The SCA discs are in the borderland of "convenience" -- they are a little too heavy, fragile, and large to be really "portable technology" by today's standards; however, they can be fitted into one corner of a suitcase, or a backpack.

The winner for pure portability would be the mini IDE discs, which literally fit in a shirt pocket (and are packaged specially for this kind of transport). Even the 5-6 DVDs needed to hold a run's-worth of data can be transported fairly easily if stored in tyvek sleeves rather than jewelboxes.

The SCA plug/play discs are heavier and larger than any other single medium, but their capacity is very large and they win hands-down on read and write speed and ease of access for data reduction. Also, they are the least proprietary or "exotic" of the technologies listed here.


Conclusions

At present we are inclined to favour the SCA SCSI removable disc drives. The cost to acquire multiple writers is small. Indeed the "bay" or "cage" for these devices is the cheapest *writer* of the collection. The cost per medium is high, but not much higher than DVD, and because a single medium will hold a run's-worth of data, there is no labour involved in babysitting the copying of data, switching media, etc. The medium can be reused -- hopefully *after* archival copying is done to some slower (probably tape) medium at the home site.
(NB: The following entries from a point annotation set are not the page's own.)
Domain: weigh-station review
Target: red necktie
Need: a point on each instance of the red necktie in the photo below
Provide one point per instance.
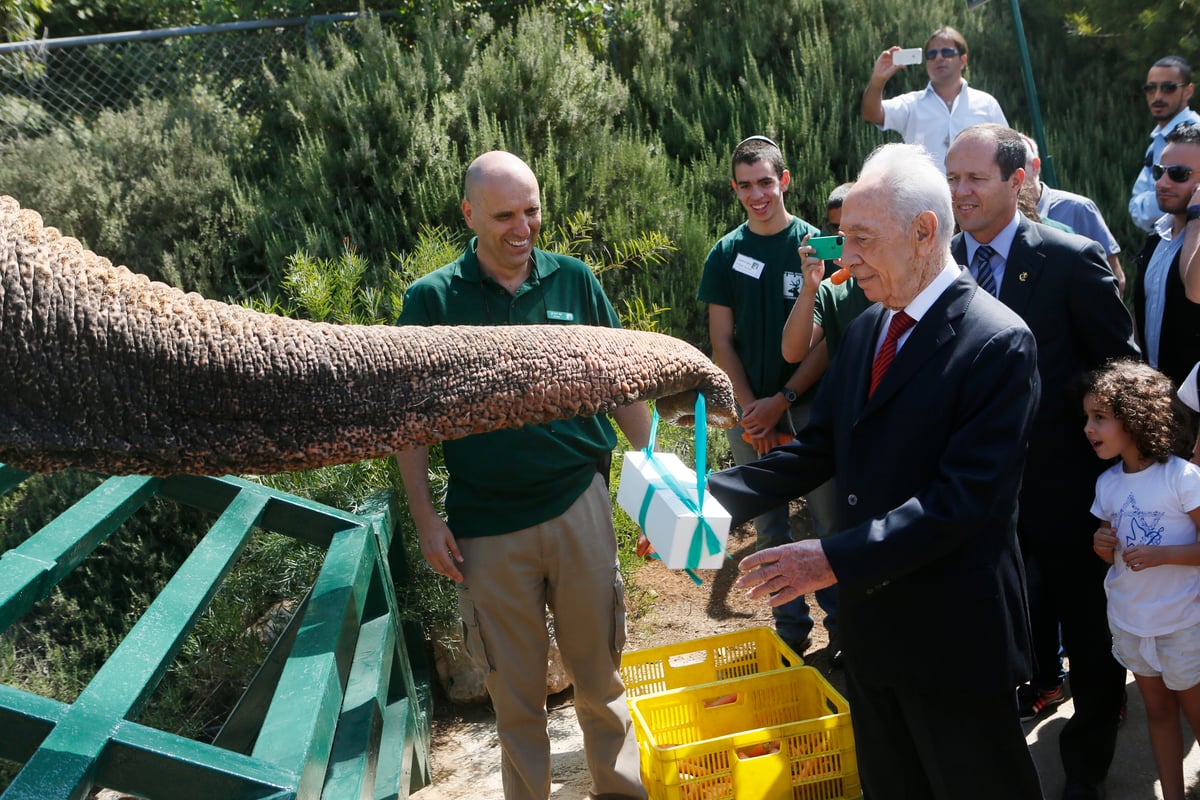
(900, 323)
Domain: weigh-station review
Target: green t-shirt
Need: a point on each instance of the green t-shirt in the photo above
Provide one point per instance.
(514, 479)
(759, 278)
(835, 307)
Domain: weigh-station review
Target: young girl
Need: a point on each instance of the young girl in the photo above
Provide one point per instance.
(1150, 506)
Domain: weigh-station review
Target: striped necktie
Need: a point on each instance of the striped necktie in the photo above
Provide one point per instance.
(981, 266)
(899, 324)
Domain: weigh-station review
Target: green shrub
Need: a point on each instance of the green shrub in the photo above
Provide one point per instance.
(151, 188)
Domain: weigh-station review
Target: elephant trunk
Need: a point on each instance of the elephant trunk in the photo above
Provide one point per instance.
(112, 372)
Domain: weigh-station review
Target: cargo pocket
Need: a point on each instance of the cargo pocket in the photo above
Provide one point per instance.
(473, 638)
(618, 612)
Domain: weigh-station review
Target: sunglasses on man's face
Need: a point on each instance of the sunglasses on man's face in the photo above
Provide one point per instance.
(1177, 173)
(946, 53)
(1167, 88)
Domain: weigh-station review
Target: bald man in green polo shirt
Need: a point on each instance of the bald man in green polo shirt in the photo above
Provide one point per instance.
(528, 517)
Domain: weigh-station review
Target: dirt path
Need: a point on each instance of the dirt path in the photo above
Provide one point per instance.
(666, 607)
(671, 608)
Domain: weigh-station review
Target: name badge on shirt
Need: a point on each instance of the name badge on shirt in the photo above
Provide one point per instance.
(747, 265)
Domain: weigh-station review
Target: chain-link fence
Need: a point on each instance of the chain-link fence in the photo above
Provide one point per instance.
(49, 82)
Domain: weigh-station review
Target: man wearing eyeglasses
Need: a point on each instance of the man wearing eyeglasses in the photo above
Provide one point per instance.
(931, 116)
(1169, 323)
(1168, 92)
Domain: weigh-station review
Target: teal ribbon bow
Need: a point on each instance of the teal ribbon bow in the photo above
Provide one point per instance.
(703, 537)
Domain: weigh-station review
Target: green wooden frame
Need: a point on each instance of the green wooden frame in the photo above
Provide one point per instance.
(339, 709)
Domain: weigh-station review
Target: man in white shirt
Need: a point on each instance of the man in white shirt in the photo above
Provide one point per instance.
(1168, 92)
(935, 115)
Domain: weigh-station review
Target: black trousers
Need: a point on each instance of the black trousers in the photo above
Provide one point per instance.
(925, 745)
(1073, 587)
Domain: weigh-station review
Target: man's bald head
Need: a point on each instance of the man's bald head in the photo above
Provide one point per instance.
(502, 204)
(496, 166)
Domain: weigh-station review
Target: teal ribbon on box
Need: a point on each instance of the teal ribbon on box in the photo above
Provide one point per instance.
(703, 537)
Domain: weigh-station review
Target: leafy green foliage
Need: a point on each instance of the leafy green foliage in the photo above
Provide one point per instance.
(153, 188)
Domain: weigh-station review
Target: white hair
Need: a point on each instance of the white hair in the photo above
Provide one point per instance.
(915, 184)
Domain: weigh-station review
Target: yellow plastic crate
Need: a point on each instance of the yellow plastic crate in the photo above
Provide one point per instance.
(777, 735)
(725, 656)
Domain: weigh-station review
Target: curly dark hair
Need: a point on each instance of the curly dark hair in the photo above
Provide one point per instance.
(1144, 401)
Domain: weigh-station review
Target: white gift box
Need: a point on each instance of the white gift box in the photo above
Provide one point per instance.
(670, 522)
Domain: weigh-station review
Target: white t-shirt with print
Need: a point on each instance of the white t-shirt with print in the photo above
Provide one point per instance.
(1151, 507)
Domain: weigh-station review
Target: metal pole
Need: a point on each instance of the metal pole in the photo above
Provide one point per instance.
(1048, 174)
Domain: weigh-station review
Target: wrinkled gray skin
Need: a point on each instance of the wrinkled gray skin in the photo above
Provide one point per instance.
(111, 372)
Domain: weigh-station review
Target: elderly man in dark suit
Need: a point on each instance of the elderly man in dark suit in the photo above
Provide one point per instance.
(923, 419)
(1062, 288)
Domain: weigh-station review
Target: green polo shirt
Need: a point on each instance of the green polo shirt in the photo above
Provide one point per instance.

The SCA discs likewise do not require an expensive *reader*. And if we were to abandon this format, the discs can be taken out of their carriers and mounted internally in PCs or workstations for ordinary use; very little investment is lost if we change media, because these discs are more or less generic and can be recycled into other applications.

The winner for sheer convenience would be the PCMCIA-based mini-IDE discs, if it were not for the very high cost and not quite enough capacity to count on getting a whole run onto one disc. Being able to take one's data home in a shirt pocket is very attractive, but possibly needing to buy two of a $500-700 medium is nasty.

There are some concerns about transporting the SCA style discs in a suitcase, through airports, etc. One possible solution would be to FedEx them from Waimea to the home institution; another would be the adoption of a standard ATA approved carrier.

Now, if we return briefly to the "other problem" of backup/archival storage, we have to admit that disc-based solutions beg the question of CARA's need to make nightly backups of observed data. Obviously CARA cannot go on stockpiling $400 discs forever.

The archive/backup problem is not really DEIMOS-specific and can't be addressed by any one instrument project. However, the size of our images does exacerbate the problem considerably, so we should make some kind of suggestion or recommendation for dealing with it.

Our recommendation today would probably have to be the Exabyte Mammoth, due to its high density, decent speed (for a tape drive) and excellent reviews in the trade press. Should DEIMOS present CARA with a Mammoth drive, to aid in the backup of large DEIMOS images? We should discuss this along with the other issues raised above.